2005: The legendary Israeli basketball guard Doron Sheffer announced his retirement. The Israeli native had played on championship teams at the University of Connecticut. He was the first Israeli to be chosen in the N.B.A. draft. Sheffer passed up a chance to play with the Los Angeles Clippers and returned to Israel where he played for Maccabi Tel Aviv and Hapoel Jerusalem. He led Hapoel Jerusalem to its first European title when it defeated Real Madrid in the ULEB Cup final.

2007: The Jewish Museum of Florida presents an exhibition styled “The Art Of Rabbi Shoni Labowitz.” The artworks are inspired by the beauty and details of life, nature, women, spirituality and ritual. After a distinguished career as a rabbi, publisher and author, Shoni Labowitz is return to her lifelong dream of being an artist. The exhibit is an extension of her spirituality, evident in her style and subject matter.
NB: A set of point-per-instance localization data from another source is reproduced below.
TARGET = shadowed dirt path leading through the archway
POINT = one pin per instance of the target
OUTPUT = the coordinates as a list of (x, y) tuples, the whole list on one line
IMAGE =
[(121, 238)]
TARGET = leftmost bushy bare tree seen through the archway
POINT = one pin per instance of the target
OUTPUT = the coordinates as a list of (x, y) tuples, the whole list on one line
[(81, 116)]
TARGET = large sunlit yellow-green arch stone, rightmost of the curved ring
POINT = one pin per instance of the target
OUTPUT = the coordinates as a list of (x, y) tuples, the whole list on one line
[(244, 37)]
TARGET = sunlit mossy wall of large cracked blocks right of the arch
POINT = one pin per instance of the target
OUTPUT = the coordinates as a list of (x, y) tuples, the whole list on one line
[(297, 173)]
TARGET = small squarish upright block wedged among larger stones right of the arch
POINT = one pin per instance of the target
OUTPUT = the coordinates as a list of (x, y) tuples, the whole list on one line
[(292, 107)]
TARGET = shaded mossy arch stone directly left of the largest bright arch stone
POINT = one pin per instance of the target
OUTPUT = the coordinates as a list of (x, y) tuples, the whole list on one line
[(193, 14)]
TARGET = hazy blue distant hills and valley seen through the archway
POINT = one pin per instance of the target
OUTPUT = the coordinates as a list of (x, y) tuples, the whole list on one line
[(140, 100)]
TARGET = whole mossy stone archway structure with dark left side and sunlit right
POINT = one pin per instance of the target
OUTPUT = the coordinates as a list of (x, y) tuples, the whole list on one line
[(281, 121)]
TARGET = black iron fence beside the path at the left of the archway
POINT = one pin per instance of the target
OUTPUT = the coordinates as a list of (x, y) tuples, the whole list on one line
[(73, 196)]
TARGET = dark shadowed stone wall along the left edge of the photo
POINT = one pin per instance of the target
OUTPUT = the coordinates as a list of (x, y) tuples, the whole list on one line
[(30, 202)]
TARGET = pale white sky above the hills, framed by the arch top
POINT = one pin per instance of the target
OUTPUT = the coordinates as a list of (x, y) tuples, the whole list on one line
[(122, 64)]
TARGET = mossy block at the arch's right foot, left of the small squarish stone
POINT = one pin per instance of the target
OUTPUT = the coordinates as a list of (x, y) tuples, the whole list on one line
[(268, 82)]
She says: “Whether it is feeling the bristles of the brush against the canvas, stroking color into shapes or feeling the clay beneath her hands, it is all a form of connecting with the spirituality in all things.

2007: The Sunday Washington Post book section included reviews of The Israel Lobby And U.S.Foreign Policy by John J. Mearsheimer and Stephen M. Walt and The Deadliest Lies The Israel Lobby and the Myth of Jewish Control by Abraham H. Foxman.

2007: The Sunday New York Times book section featured reviews of books by Jewish authors and/or on topics related to Judaism including Exit Ghost by Phillip Roth, The Immortalists: Charles Lindbergh, Dr. Alexis Carrel, and Their Daring Quest to Live Forever in which David M. Friedman examines the Lone Eagle’s love affair with eugenics that help explain some of his views about Hitler, the Jews and World II, You Can Lead a Politician to Water but You Can’t Make Him Think: Ten Commandments for Texas Politics by Kinky Friedman and The Journal Of Joyce Carol Oates: 1973-1982, Edited by Greg Johnson. Oates “discovered late in life her own family's Jewish history: Her grandmother, who immigrated to the United States in the 1890s, kept her religion hidden for fear of persecution. So the question arises: Can Oates' writing be characterized as distinctively Jewish?”

1 comments:

Anonymous said...

FYI: While Alfred Wallenstein (b. 10/7/1898) did guest conduct the Chicago Symphony, he was not its conductor. He was principal cellist from 1922 to 1929.